U.S Seeks Volunteers to Help Find Missing Malaysian Airlines Plane

DigitalGlobe, a commercial satellite operator, has recruited volunteers to help find the missing Malaysian plane through looking for clues in images.

The U.S-based satellite imaging company has invited people to log into their Tomnod website and find helpful hints buried in thousands of images gathered by their satellites from official search areas. Evidence showed that the plane might have crashed into the water and the company has been gathering satellite images of Pacific Ocean and the Malaysian Peninsula to help rescuers locate the missing plane.

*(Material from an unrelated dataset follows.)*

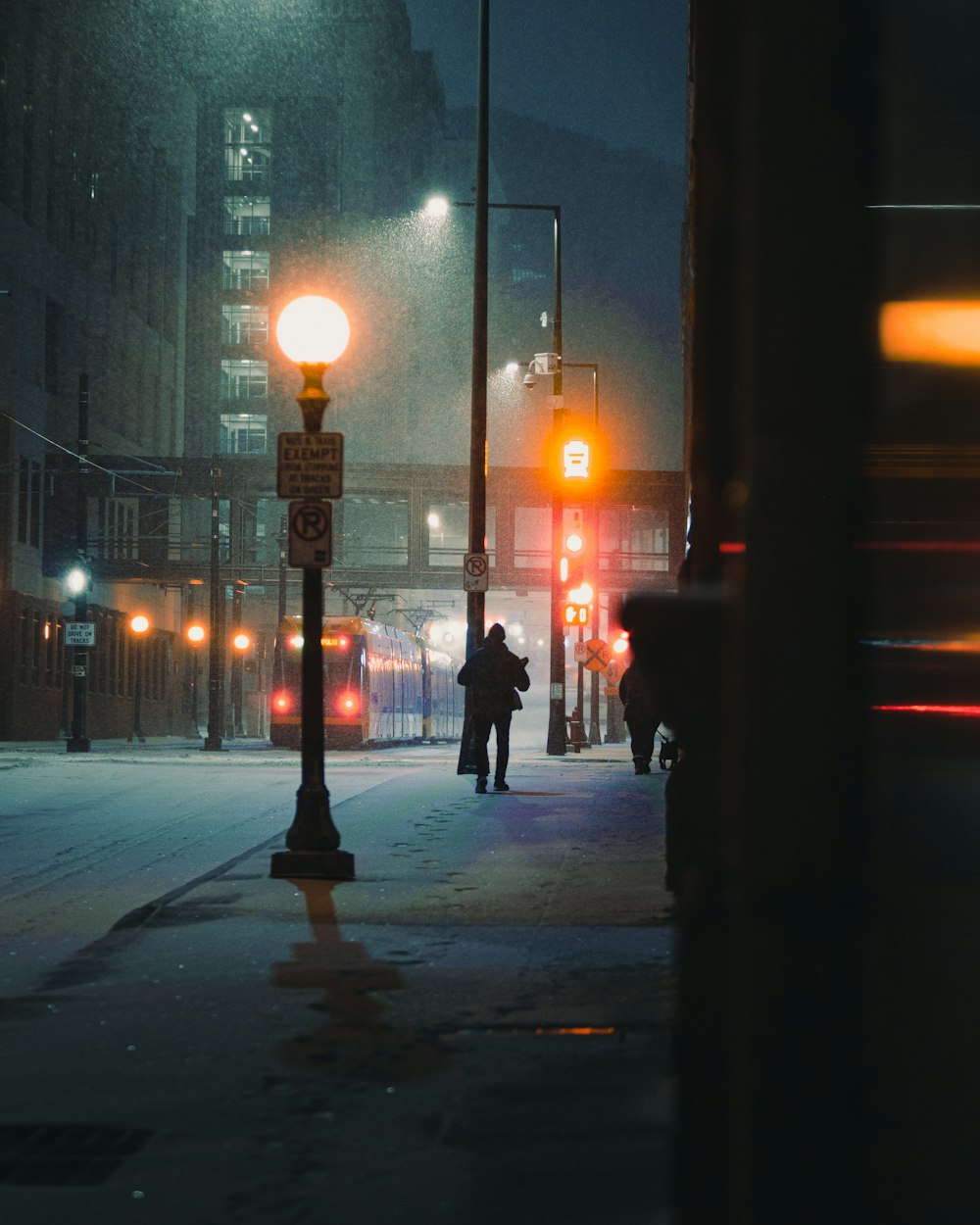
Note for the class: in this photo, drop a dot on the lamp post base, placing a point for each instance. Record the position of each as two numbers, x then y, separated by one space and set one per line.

As of this writing, 3,200 square kilometer of imagery has been uploaded to the site and more will be made available in the next hours. Twenty-five thousand people have signed up for the search and they were notified through email every time a new image was uploaded.

To find clues, users can zoom in on each image and "pin" something that like wreckage or debris. A special algorithm was designed to help eliminate multiple pins over the same thing. Analysts will then look at these tags and streamline them into the top ten most noteworthy locations before submitting the tags to the authorities.

"We'll say 'here are our top ten suspicious or interesting locations'," Luke Barrington, senior manager , said to Sydney Morning Herald. "Is it really an aircraft wing that's been chopped in half or is this some other debris floating on the ocean? We may not be 100 per cent sure, but if this is where I had to go pick a location to go looking for needles in this big haystack, this is where I'd start."

Images of the Gulf of Thailand and the South China Sea, taken on Sunday, are currently uploaded to the site. If the search area will be increased or changed, Digital Globe will add more satellite images to their site.

Ten nations have already sent rescue ships and planes to search for the Malaysian Airlines plane which carried 239 people.